Ein Geheimdienstmann redet Klartext: Der „Verfassungsschutz“ ist nur auf dem Papier parteipolitisch neutral; in der Realität schützt er die Mächtigen, vor allem „die SPD, die ‚Grünen‘ und die Linke“. Und weil er sich an die echten Bedrohungen nicht herantraut, diffamiert und verfolgt er mit um so größerem Eifer Regierungskritiker und Bürger, die den Herrschenden unbequem geworden sind.

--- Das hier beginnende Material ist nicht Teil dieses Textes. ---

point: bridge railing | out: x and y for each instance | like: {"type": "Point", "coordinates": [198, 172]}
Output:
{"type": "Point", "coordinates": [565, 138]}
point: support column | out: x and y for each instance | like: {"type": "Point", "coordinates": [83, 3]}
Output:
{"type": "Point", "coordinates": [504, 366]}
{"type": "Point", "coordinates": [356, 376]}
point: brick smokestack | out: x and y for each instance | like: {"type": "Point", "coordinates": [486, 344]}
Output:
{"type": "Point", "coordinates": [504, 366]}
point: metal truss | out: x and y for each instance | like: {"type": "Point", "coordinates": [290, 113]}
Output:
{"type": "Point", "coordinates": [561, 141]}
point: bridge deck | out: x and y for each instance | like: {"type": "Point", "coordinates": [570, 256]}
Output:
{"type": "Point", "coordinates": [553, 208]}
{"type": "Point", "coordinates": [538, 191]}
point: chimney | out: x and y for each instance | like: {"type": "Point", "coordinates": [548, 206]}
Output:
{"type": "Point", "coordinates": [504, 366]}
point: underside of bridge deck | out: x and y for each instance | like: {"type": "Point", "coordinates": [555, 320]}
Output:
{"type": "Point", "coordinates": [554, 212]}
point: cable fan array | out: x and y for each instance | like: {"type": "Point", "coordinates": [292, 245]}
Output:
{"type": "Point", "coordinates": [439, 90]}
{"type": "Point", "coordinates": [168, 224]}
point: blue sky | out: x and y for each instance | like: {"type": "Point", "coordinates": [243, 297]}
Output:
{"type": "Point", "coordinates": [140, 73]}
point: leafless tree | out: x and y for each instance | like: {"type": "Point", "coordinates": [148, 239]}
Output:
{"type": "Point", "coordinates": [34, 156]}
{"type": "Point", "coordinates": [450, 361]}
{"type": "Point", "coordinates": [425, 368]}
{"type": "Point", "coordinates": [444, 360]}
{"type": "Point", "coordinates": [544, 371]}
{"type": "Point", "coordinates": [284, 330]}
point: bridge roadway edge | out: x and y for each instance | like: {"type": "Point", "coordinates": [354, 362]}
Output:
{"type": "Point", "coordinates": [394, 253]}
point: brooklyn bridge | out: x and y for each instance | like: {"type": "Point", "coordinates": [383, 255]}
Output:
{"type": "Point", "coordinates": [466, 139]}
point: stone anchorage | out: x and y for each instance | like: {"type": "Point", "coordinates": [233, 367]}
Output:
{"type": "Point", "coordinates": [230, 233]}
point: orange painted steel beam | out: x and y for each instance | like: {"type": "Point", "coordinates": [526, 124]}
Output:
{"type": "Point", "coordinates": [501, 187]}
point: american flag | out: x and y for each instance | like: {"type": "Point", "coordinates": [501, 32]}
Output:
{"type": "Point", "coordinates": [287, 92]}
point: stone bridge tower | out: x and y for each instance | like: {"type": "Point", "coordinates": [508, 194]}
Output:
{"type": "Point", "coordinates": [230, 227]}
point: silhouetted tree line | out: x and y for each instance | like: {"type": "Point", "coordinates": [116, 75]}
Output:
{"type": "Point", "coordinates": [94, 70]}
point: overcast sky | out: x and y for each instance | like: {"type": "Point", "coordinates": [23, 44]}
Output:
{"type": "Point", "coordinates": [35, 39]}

„Gregor S.“, ein Mitarbeiter des sächsischen Verfassungsschutzes, schlägt zum 75. Geburtstag des Grundgesetzes gegenüber der „Schwäbischen Zeitung“ Alarm und bestätigt den Verdacht, der sich über die angeblichen „Schützer“ unserer Verfassung aufdrängt: Weil der Dienst es „mit ernstzunehmenden Gegnern wie wirklich gewaltbereiten Links- oder Rechtsterroristen oder radikalen und teils kriegserfahrenen Islamisten nicht aufnehmen kann, kümmert er sich zunehmend um Leute, die eigentlich gar kein Fall für den Verfassungsschutz sind. Und in der Vergangenheit auch nicht waren.“
„Pervertierung der Sprache“
Als Beleg dafür führt der 36jährige Geheimdienstmann die neugeschaffene Kategorie „verfassungsschutzrelevante Delegitimierung des Staates“ an. Eine „Umdeutung und Pervertierung der Sprache“ macht bereits über neu erfundene Schlagwörter Menschen zum Verdachtsfall: „Was gestern legale Kritik war, kann heute ein Grund sein, ins Visier des Verfassungsschutzes zu geraten.“
Treffen kann es im Prinzip jeden: „Plötzlich wird versucht, auch Menschen zu diskreditieren, zu dämonisieren und auszugrenzen, bei denen das vor wenigen Jahren noch völlig undenkbar gewesen wäre. Bei denen man gesagt hat, das ist doch alles im völlig normalen und verfassungsmäßigen Rahmen.“
Wer ins Visier des Geheimdienstes gerät, wird regelrecht durch die Mühle gedreht. „Wir machen alles, was das Handwerk hergibt, und fahren alles auf, was wir bei echten Extremisten auch auffahren“, erzählt der Insider: „Wir durchleuchten das Umfeld, den Arbeitgeber, die Geliebte, die Kumpels, die zum Grillen kommen, also eigentlich alles, was wir finden können. Wir versuchen, ein Gesamtbild zu bekommen. Das machen wir nach handwerklichen Regeln, und diese Regeln sind für alle gleich, egal ob Linksextremist oder Staatsdelegitimierer.“
Es reicht, wenn einer die „Grünen“ nicht mag
Das kann dann eben „auch jemanden treffen, der lediglich die ‚Grünen‘ nicht mag und ein nach offizieller Lesart staatsdelegitmierendes Plakat aufhängt, ein entsprechendes Schild bei einer Demo hochhält oder einen entsprechenden Post in sozialen Medien absetzt. Das reicht schon aus.“
Geheimdienstmann Gregor S. sieht „die ganz große Gefahr, dass der Dienst instrumentalisiert wird, etwa für politische Zwecke“. Denn die Hand, die einen füttert, wird nicht gebissen. „In der Realität ist es aber nun mal so, dass diese Behörde eine Behörde im Geschäftsbereich des Innenministeriums ist“, sagt der Insider.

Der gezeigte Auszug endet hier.